L’amour et les hasards, un brin de télépathie et beaucoup de destinée, le cirque et la Mosquée bleue, le dramatique du noir et blanc et la musique enlevante: Leconte semble avoir accumulé tout ce qui le fait rêver depuis longtemps. Ce film ressemble à un désir de jeune homme qui aurait assez roulé pour s’offrir une histoire d’amour absolu, son Pandora, son Casablanca, son couple de cinéma. «Ça veut dire qu’on peut avancer en âge avec une certaine fraîcheur d’esprit! lance Leconte. C’est ce que je désire, évidemment. Mais je reste surtout persuadé que tout nouveau film est le contraire du précédent. Une chance sur deux a été une aventure assez lourde, avec les acteurs, les cascades, etc. Et puis, ça n’a pas bien marché. La Fille sur le pont est venu me donner une légèreté et une liberté nécessaires.» Il parle même d’inconscience, l’impression d’avoir fait ce film à l’aveugle, comme Gabor quand il lance ses couteaux.

Chabadabada…
Malheureusement, La Fille sur le pont n’est pas l’oeuvre la plus réussie de Leconte. Est-ce cet enthousiasme, cette si forte envie de chance qui, au fur et à mesure, enlisent les héros dans des rôles de pantins, et tuent toute subtilité? Plus ils se trouvent et moins ils sont réels. Plus ils s’éloignent l’un de l’autre et découvrent leur amour, plus on décroche. Leconte nous force à plonger avec lui dans les hasards et les coïncidences. Tristes échos lelouchiens… La magie de l’amour absolu ne marche pas à tous les coups, et c’est d’autant plus dommage que tout le monde veut croire à un conte de fées. N’empêche, le départ du film annonçait un bon cru: Vanessa Paradis raconte sa vie de triste Adèle, comme dans un reality show, seule à la caméra durant plus de six minutes. Une longue tirade de misères tragico-comiques qu’elle a dévidée en une seule prise. «J’avais les larmes aux yeux à la fin de la scène», se souvient le réalisateur, en admiration devant le caractère de bosseuse de l’actrice qui connaissait tous les dialogues (de tout le monde!) dès le premier jour… La générosité des acteurs, leur compréhension quasi immédiate du parfum du film, le plaisir de ces neuf semaines de tournage font de La Fille sur le pont un film particulièrement cher au coeur du cinéaste. Certaines scènes, notamment celles du début de la relation, quand les deux s’apprivoisent et s’engueulent, ont ce ressort comique qui fait la force de Leconte. Cette façon vive, presque pétillante, d’aborder une conversation où tout peut arriver. Mais la légèreté disparaît vite. La vraie magie de la rencontre fait place à la fascination d’un réalisateur amoureux de ses acteurs, pris au piège de sa propre poésie.

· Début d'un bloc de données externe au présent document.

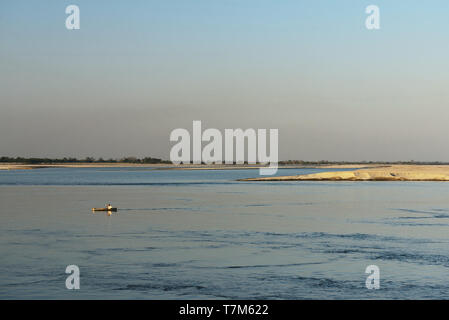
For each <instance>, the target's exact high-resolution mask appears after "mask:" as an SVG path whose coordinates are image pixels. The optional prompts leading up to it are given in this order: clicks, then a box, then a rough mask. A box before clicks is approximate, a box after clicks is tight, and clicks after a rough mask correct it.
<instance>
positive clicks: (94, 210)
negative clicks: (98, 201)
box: [92, 208, 117, 212]
mask: <svg viewBox="0 0 449 320" xmlns="http://www.w3.org/2000/svg"><path fill="white" fill-rule="evenodd" d="M92 211H113V212H117V208H110V209H108V208H92Z"/></svg>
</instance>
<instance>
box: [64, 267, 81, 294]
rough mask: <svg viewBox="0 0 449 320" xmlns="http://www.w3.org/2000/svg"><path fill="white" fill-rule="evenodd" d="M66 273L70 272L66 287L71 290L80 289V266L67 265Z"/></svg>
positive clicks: (66, 283)
mask: <svg viewBox="0 0 449 320" xmlns="http://www.w3.org/2000/svg"><path fill="white" fill-rule="evenodd" d="M65 273H68V274H70V275H69V276H68V277H67V279H66V280H65V287H66V288H67V289H69V290H78V289H79V288H80V268H79V267H78V266H77V265H74V264H71V265H69V266H67V268H66V269H65Z"/></svg>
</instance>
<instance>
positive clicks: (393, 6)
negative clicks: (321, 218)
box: [0, 0, 449, 161]
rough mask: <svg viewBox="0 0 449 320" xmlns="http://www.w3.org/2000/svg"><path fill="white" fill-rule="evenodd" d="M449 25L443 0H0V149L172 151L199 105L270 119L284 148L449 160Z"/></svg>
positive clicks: (225, 126) (282, 153)
mask: <svg viewBox="0 0 449 320" xmlns="http://www.w3.org/2000/svg"><path fill="white" fill-rule="evenodd" d="M69 4H76V5H78V6H79V7H80V11H81V29H80V30H72V31H69V30H67V29H66V28H65V19H66V14H65V7H66V6H67V5H69ZM370 4H375V5H378V6H379V8H380V18H381V29H380V30H376V31H370V30H367V29H366V28H365V24H364V22H365V19H366V16H367V15H366V14H365V8H366V6H367V5H370ZM448 39H449V2H448V1H446V0H439V1H437V0H431V1H409V0H408V1H406V0H402V1H400V0H398V1H374V0H373V1H358V0H343V1H342V0H340V1H336V0H334V1H330V0H329V1H322V0H321V1H320V0H318V1H299V0H296V1H282V0H278V1H275V0H273V1H263V0H253V1H245V0H240V1H237V0H234V1H229V0H221V1H211V0H207V1H206V0H205V1H186V0H179V1H162V0H161V1H124V0H114V1H98V0H89V1H57V0H54V1H17V0H14V1H13V0H2V1H1V2H0V48H1V49H0V137H1V138H0V155H11V156H19V155H20V156H50V157H56V156H77V157H85V156H91V155H92V156H96V157H99V156H102V157H120V156H124V155H136V156H147V155H148V156H158V157H164V158H168V155H169V151H170V143H169V133H170V131H171V130H172V129H175V128H179V127H184V128H188V129H190V130H191V126H192V120H202V121H203V126H205V127H215V128H218V129H224V128H238V127H242V128H250V127H251V128H256V129H257V128H279V139H280V150H279V153H280V157H281V159H305V160H320V159H328V160H411V159H413V160H440V161H449V148H447V147H446V144H447V142H446V141H447V140H448V139H447V137H448V136H449V125H448V124H447V122H448V120H449V90H448V87H447V86H448V84H449V63H448V61H447V57H448V56H449V41H448Z"/></svg>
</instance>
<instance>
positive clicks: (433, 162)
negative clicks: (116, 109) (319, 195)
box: [0, 157, 449, 166]
mask: <svg viewBox="0 0 449 320" xmlns="http://www.w3.org/2000/svg"><path fill="white" fill-rule="evenodd" d="M0 163H23V164H58V163H134V164H139V163H140V164H157V163H162V164H171V163H172V162H171V161H169V160H163V159H159V158H152V157H145V158H137V157H124V158H121V159H112V158H110V159H103V158H94V157H86V158H84V159H78V158H70V157H69V158H67V157H64V158H60V159H57V158H56V159H50V158H23V157H15V158H14V157H0ZM202 164H205V163H202ZM234 164H236V163H235V162H234ZM245 164H248V163H247V162H246V161H245ZM351 164H366V165H370V164H377V165H378V164H385V165H388V164H421V165H447V164H449V163H448V162H440V161H413V160H410V161H328V160H320V161H303V160H284V161H279V165H298V166H320V165H323V166H324V165H351Z"/></svg>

Cette Fille sur le pont était une bulle d’air nécessaire à son auteur, mais le réalisateur est déjà ailleurs, happé par La Veuve de Saint-Pierre, avec Binoche, Auteuil et Kusturica, tourné en Nouvelle-Écosse, et tout frais sorti du mixage. Déjà, il a trois projets, et sa grande question est de savoir lequel aborder en premier. Malgré une critique parisienne défavorable, Leconte crie tout haut qu’il continuera à faire un «cinéma populaire de qualité», car, dit-il, «j’ai envie de faire des films qui, le temps de la projection, parfument la vie des gens».